# Objective

In this Lab Session, students will learn to generate time series data using DopplGANger and TimeGAN, understand the application of GANs in time series generation, and compare their performance. Students will implement the code in Python within a Google Colab environment.

**Task 1: Environment Setup and Data Preparation**

*step 1 Install Dependencies*

Install required libraries in Colab, including `tensorflow, numpy, pandas, matplotlib`, and dependencies for `[DopplGANger].

In [None]:
# please enter your codes here

*step 2 Prepare Dataset*

Download the UCI Air Quality Dataset (https://archive.ics.uci.edu/ml/datasets/Air+Quality), which contains multivariate time series data (e.g., CO, NOx readings).

In [None]:
# please enter your codes here

*step 3 Data Preprocessing*

*   Clean Data: Replace missing values (marked as -200) with NaN, fill using linear interpolation, and remove invalid records (e.g., rows with all NaN).
*   Select Key Features: Choose key features for multivariate time series, e.g., CO(GT), NOx(GT), and temperature (T), to reduce complexity and focus on meaningful series.


*   Normalize: Scale selected features to [-1, 1].
*   Split Sequences: Segment data into time series windows (e.g., 24 steps) for model input.





In [None]:
# please enter your codes here

some hints for reference

In [None]:
# Task 1: Data Preparation
def download_and_prepare_air_quality_data(seq_len=24, selected_features=['CO(GT)', 'NOx(GT)', 'T']):
    # Step 1: Download UCI Air Quality Dataset
    url = 'https://archive.ics.uci.edu/ml/machine-learning-databases/00360/AirQualityUCI.zip'
    urllib.request.urlretrieve(url, 'AirQualityUCI.zip')

    # Extract and load data
    with zipfile.ZipFile('AirQualityUCI.zip', 'r') as zip_ref:
        zip_ref.extractall('air_quality')

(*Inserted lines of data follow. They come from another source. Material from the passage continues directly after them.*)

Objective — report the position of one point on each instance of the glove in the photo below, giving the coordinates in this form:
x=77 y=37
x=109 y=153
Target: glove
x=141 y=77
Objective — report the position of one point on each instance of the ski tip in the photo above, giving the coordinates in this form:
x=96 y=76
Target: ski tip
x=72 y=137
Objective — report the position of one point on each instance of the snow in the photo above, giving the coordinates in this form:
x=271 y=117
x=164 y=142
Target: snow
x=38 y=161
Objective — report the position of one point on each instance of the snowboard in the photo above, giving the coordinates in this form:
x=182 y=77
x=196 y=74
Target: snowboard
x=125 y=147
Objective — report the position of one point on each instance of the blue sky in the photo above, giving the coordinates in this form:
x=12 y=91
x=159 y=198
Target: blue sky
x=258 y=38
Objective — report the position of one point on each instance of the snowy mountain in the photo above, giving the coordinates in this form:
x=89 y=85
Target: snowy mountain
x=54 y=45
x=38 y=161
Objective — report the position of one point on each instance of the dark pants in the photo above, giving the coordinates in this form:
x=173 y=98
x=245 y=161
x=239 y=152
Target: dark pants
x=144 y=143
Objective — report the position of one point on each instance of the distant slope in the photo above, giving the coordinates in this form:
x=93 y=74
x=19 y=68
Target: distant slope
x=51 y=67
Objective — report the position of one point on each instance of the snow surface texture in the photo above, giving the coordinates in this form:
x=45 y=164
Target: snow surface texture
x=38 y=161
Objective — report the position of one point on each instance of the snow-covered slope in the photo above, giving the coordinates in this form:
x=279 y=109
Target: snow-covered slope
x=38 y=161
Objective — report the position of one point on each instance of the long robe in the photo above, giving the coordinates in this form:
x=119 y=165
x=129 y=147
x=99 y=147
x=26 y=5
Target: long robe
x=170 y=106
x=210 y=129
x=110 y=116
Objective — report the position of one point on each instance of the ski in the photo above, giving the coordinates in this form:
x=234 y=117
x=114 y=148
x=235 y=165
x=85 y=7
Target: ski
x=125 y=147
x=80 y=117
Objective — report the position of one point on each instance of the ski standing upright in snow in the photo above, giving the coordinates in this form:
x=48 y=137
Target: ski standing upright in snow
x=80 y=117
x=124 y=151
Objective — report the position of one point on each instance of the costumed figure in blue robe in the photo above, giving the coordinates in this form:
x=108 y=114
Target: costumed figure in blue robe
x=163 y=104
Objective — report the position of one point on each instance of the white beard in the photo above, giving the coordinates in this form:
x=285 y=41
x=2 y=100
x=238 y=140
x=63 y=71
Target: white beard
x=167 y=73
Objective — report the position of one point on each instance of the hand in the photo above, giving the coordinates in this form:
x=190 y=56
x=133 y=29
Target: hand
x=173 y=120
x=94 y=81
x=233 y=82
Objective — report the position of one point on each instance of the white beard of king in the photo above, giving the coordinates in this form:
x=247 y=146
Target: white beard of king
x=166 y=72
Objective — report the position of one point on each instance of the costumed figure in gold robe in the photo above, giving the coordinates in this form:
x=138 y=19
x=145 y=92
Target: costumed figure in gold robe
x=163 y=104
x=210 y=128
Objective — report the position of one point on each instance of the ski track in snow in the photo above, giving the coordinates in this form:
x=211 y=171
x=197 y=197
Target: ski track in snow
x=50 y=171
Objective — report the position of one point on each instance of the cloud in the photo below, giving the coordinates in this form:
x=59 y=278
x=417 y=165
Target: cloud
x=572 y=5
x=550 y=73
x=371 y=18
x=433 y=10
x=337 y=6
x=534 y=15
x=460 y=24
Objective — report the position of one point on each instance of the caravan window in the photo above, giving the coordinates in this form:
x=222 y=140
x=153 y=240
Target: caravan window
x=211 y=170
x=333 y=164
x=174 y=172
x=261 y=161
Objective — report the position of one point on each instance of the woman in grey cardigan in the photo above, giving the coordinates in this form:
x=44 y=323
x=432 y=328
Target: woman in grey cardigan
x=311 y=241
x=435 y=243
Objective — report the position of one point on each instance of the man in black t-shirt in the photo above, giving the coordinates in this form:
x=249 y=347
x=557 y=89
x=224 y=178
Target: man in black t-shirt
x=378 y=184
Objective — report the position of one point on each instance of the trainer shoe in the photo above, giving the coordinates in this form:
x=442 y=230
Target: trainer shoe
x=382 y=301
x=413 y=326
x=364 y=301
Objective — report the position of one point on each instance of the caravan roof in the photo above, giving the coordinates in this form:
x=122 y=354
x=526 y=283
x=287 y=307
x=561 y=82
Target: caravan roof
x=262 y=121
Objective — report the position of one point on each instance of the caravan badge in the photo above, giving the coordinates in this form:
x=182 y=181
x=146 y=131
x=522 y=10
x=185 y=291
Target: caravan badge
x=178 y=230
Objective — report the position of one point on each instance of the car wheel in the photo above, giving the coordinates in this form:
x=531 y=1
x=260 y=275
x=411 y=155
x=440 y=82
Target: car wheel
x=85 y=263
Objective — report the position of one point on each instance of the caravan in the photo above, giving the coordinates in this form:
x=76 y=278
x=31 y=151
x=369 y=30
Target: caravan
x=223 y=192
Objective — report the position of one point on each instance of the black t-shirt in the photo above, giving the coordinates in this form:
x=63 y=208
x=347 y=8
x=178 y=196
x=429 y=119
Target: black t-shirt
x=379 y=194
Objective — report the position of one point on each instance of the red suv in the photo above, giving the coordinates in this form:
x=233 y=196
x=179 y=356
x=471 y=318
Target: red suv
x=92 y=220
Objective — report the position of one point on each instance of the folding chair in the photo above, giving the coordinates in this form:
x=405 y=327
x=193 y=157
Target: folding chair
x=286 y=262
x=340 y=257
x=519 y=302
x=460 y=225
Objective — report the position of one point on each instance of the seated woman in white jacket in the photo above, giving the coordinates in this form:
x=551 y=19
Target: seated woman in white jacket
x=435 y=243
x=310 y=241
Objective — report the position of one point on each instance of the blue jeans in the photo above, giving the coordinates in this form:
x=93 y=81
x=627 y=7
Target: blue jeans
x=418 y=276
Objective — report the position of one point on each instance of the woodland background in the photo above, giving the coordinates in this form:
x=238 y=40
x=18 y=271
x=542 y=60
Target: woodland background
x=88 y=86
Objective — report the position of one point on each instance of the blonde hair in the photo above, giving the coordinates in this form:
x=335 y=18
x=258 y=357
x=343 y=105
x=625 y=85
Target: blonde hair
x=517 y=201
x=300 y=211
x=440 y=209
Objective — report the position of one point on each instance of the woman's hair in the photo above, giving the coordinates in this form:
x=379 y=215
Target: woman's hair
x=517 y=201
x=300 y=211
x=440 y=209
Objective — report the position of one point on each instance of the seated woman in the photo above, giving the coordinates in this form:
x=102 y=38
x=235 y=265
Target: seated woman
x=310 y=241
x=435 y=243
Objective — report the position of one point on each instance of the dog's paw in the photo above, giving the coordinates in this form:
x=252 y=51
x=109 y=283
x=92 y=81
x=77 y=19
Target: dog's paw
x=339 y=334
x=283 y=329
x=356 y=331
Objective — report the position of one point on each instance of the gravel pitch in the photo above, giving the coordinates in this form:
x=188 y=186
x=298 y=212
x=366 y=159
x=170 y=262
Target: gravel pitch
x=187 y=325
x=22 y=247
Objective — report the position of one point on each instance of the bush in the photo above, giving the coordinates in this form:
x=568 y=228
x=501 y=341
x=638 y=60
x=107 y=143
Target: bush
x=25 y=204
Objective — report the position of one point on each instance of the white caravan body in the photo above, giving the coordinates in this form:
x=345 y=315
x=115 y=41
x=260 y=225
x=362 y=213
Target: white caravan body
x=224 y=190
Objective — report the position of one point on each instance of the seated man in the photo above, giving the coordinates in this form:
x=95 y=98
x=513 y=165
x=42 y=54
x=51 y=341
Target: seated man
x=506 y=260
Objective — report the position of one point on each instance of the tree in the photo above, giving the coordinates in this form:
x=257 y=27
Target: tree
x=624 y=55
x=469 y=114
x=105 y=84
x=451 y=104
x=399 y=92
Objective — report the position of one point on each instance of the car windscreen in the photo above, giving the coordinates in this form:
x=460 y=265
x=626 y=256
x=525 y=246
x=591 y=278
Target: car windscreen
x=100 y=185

    data = pd.read_csv('air_quality/AirQualityUCI.csv', sep=';', decimal=',')

    # Step 2: Clean Data
    # Replace missing values (-200) with NaN

    # Remove rows where all selected features are NaN

    # Fill remaining NaN with linear interpolation


    # Step 3: Select Key Features


    # Step 4: Normalize Data
    scaler = MinMaxScaler(feature_range=(-1, 1))
    data_normalized = scaler.fit_transform(data)

    # Step 5: Split Sequences


**Task 2: Implement and Train DopplGANger**



Load DopplGANger Model:


*   Clone the official DopplGANger GitHub repository (https://github.com/fjxmlzn/DopplGANger) in your environment.
*   Install required dependencies (e.g., torch, ganite).

*   Import DopplGANger’s core modules and understand its architecture (feature generator, time series generator, and discriminator).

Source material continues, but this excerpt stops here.